Perhaps more impressive than R1’s functionality is its efficiency. According to estimates, R1 costs around $6 million dollars to develop, significantly less than other models. The creation of Meta’s Llama 3.1 used eleven times as many computing resources and cost six times as much. Compared to Open AI’s o1 LLM, R1 is up to fifty times cheaper to use.
Market reactions to R1 were widespread. The NASDAQ fell by 3.1 points, the Philadelphia Semiconductor Index fell by 9.1 points, and tech companies like Alphabet and Microsoft also experienced significant losses. DeepSeek’s efficiency gains raise important questions about the future of tech, including U.S. dominance in AI, the semiconductor market, and future energy demand for LLMs.
Traditionally, American companies like Meta, Microsoft, and Alphabet have dominated AI research and pioneered the creation of LLMs. U.S. policy to protect this dominance prevents the exportation of AI technology to countries like China and Russia. DeepSeek’s progress startled policymakers, prompting the government to pass new legislation further restricting the number of chips that can be exported to China and expanding the restrictions to 120 other nations. Despite these fears, Chinese competition could be a boon to American tech companies. OpenAI and other U.S.-based models have been facing slow rates of improvement. Most of the data on the internet, the largest source of training material for LLMs, has already been used. DeepSeek used “chains of thought” reasoning to train their models around this problem. American companies have already begun replicating this innovative technique, paving the way for even more significant gains in AI performance than expected.
Experts hope that Chinese innovation will lead to more collaboration in the industry, although this seems unlikely in the short term. U.S. lawmakers have already banned DeepSeek from government devices. Alvin Wang Graylin of the Taiwanese tech firm HTC describes the government’s current approach as a “no-win arms-race.” Still, whether through collaboration or competition, foreign advances in AI technology can also benefit American companies.
The market for semiconductors is another area of uncertainty. As AI models become more efficient to develop and operate, they require fewer semiconductors.

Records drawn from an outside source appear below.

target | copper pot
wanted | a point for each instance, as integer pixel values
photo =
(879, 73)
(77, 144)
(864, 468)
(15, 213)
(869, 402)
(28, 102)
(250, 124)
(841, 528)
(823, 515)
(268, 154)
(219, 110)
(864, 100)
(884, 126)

This potentially devastates companies like Samsung, Nvidia, Intel, and Qualcomm.
Nvidia significantly benefited from the rise in AI over the past five years. Investors have seen its super-advanced chips as central to the success of American LLMs. And since many AI companies like Anthropic and OpenAI are not publicly traded, investors have used Nvidia stock as a proxy for industry-wide AI optimism. DeepSeek’s new release puts a lot of this into doubt. Because of U.S. export restrictions, DeepSeek must not have access to Nvidia’s advanced technology. Because the R1 model is so impressive without using this technology, investors are starting to think that large quantities of advanced chips may not be that necessary.

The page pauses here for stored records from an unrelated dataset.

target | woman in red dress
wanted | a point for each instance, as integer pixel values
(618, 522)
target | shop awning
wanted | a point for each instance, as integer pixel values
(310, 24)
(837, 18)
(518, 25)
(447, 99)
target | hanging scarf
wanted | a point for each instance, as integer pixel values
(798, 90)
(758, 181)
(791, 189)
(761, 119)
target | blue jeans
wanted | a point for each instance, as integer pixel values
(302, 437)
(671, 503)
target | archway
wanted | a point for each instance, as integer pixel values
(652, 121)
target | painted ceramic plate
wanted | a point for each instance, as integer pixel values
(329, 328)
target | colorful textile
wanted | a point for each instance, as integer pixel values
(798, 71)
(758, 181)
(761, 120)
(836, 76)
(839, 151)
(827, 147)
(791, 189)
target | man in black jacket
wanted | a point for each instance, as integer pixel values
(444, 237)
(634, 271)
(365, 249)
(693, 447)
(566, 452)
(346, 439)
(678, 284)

Future energy demand is also questioned because AI uses immense amounts of electricity. The industry accounted for an estimated 2% of global electricity consumption in 2022, predicted to double by next year. This has stressed existing electricity infrastructure and necessitated the construction of new power plants. Three Mile Island, the Pennsylvania nuclear reactor infamous for its 1979 meltdown, is set to resume operations for the first time in decades to exclusively power new Microsoft data centers. Growth in AI has led to parallel growth in the power industry. Two of the nation’s largest electricity providers, Vistra and Constellation Energy, have plans to expand operations and construct new generators, and Vistra’s stock has grown over 700% since March 2023. While the short-term outlook for electricity companies remains stable, more efficient AI can lead to long-term reductions in demand and cause significant disruptions in the power industry.

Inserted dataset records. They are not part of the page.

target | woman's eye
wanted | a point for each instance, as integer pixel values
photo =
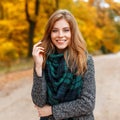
(54, 30)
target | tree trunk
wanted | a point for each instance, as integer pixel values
(32, 25)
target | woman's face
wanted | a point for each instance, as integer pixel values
(61, 35)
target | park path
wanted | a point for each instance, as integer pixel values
(15, 92)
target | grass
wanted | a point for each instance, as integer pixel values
(21, 64)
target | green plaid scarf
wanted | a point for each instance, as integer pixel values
(62, 85)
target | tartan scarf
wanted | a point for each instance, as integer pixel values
(62, 85)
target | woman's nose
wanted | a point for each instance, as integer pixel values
(60, 33)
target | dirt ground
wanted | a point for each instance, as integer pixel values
(15, 92)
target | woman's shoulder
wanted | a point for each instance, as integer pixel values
(89, 57)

These questions have renewed interest in Jevons Paradox, a centuries-old economic theory on efficiency gains and demand. In the 1860s, many people predicted that increasingly efficient engines would reduce the demand for coal. William Stanley Jevons hypothesized that the opposite would happen: as engines became more efficient, they would be used more frequently, and the demand for coal would rise to match. While it is easy to view DeepSeek’s innovation as a negative sign for chip manufacturers and competitive power companies, Jevons Paradox offers a more optimistic view. DeepSeek could propel further growth in AI by forcing innovation and allowing more people to use LLMs regularly. Chip companies, U.S. tech giants, and electrical utilities might be panicking right now, but they may all benefit from competition in the long run.